GFL Environmental stock initiated with Outperform rating by William Blair

Published 25/09/2025, 11:50
GFL Environmental stock initiated with Outperform rating by William Blair

Investing.com - GFL Environmental (NYSE:GFL) received an Outperform rating as William Blair initiated coverage on the waste management company on Thursday. The stock, which has delivered a 15.24% return over the past year, currently trades near $46.46, with analysts maintaining a strong buy consensus and a high price target of $63.75.

William Blair highlighted GFL’s evolution from a private-equity-backed company that grew rapidly through acquisitions to one that has now reached "a point of optimal business mix and balance sheet leverage." According to InvestingPro data, this transformation has yielded impressive results, with revenue growing 19.12% over the last twelve months.

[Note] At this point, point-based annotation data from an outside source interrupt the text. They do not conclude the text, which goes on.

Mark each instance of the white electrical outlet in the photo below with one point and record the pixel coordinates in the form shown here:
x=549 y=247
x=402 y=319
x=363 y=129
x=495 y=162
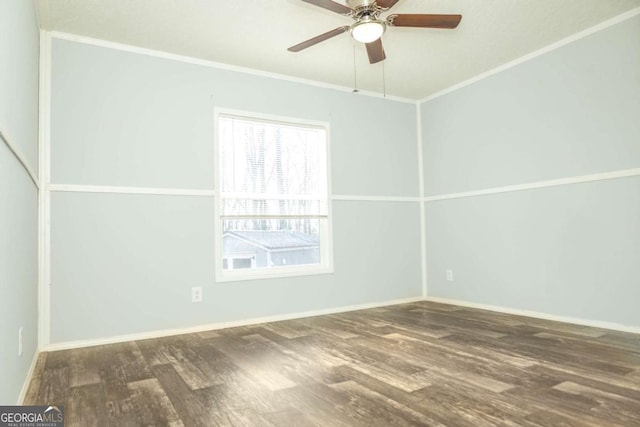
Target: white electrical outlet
x=196 y=294
x=20 y=338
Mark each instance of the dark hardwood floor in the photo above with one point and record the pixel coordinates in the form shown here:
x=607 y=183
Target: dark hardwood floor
x=412 y=364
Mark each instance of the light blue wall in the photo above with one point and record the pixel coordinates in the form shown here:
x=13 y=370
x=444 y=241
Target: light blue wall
x=571 y=250
x=18 y=195
x=125 y=264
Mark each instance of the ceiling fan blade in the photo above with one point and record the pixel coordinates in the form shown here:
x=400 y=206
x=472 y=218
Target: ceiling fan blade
x=375 y=51
x=318 y=39
x=424 y=21
x=331 y=5
x=386 y=4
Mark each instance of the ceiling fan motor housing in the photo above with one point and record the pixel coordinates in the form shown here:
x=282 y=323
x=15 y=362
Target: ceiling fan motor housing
x=355 y=4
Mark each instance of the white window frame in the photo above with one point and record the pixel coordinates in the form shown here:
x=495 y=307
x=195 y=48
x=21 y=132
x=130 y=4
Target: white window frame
x=326 y=236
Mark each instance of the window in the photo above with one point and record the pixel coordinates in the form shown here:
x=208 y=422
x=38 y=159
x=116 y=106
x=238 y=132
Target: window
x=272 y=203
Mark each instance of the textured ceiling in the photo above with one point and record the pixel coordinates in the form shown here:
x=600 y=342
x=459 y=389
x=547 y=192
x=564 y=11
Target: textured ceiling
x=256 y=34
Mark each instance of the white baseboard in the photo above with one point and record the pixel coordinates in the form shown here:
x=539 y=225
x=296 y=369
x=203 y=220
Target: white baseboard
x=222 y=325
x=27 y=380
x=539 y=315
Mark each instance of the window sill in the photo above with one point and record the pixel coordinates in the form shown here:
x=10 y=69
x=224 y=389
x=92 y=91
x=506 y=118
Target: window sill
x=271 y=273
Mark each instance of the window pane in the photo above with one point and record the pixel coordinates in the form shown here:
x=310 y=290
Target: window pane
x=273 y=242
x=241 y=263
x=272 y=159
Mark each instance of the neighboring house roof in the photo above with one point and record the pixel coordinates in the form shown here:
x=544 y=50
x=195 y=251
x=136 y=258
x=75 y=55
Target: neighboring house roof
x=271 y=240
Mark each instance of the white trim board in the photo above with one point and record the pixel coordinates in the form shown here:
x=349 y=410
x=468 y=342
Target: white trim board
x=27 y=380
x=129 y=190
x=352 y=198
x=577 y=36
x=19 y=156
x=539 y=315
x=72 y=188
x=423 y=214
x=212 y=64
x=44 y=196
x=223 y=325
x=540 y=184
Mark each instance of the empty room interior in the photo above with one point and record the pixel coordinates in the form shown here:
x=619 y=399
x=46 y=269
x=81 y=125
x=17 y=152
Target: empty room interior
x=321 y=213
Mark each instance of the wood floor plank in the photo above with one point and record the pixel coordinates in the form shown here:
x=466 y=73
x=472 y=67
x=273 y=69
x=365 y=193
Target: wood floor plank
x=417 y=364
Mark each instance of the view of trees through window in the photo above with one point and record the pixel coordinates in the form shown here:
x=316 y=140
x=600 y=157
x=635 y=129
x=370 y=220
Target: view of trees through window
x=273 y=191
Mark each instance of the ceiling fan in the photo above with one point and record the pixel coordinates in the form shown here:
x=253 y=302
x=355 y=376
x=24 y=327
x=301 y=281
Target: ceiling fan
x=369 y=27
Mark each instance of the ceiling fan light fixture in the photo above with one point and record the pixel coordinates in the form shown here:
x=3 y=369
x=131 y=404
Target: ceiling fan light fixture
x=367 y=30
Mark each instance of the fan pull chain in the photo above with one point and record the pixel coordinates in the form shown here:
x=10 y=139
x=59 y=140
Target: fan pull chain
x=355 y=76
x=384 y=82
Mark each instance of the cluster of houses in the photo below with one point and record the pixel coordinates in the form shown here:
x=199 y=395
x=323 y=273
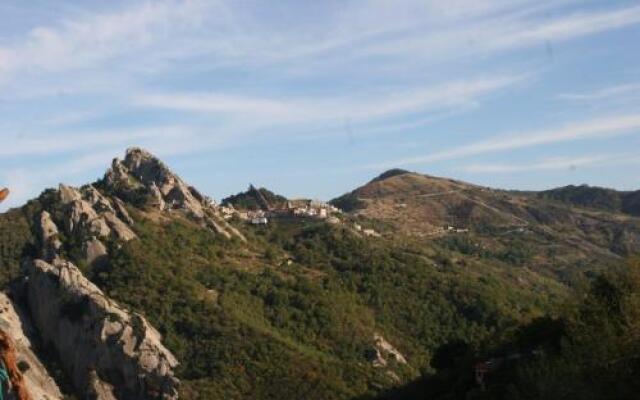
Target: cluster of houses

The firm noted this transition has allowed GFL to refocus its efforts and capital on its core solid waste business, positioning the company for continued growth.

William Blair expects GFL to "achieve predictable organic revenue and earnings growth" moving forward, citing structural advantages in the waste management sector.

These advantages were detailed in the firm’s white paper titled "One Man’s Trash Is an Investor’s Treasure," which outlines favorable industry dynamics supporting GFL’s growth trajectory.

In other recent news, GFL Environmental reported second-quarter 2025 earnings that exceeded expectations, with earnings per share reaching $0.26, surpassing the forecast of $0.12. The company’s revenue also outperformed predictions, reaching $1.68 billion compared to the anticipated $1.22 billion. Following these strong results, Truist Securities raised its price target for GFL Environmental to $60, maintaining a Buy rating due to favorable pricing and volume trends. Similarly, BMO Capital increased its price target to $53, citing GFL’s solid performance and its status as the only firm in its coverage to raise its 2025 EBITDA outlook. Barclays initiated coverage with an Overweight rating, forecasting significant growth potential for GFL, with adjusted EBITDA per share growth projected at 14% annually for 2026-2027. TD Cowen reiterated its Buy rating and a $64 price target, highlighting GFL’s merger and acquisition activity as a driver for future revenue growth. These developments underscore the positive sentiment among analysts regarding GFL Environmental’s growth prospects and financial performance.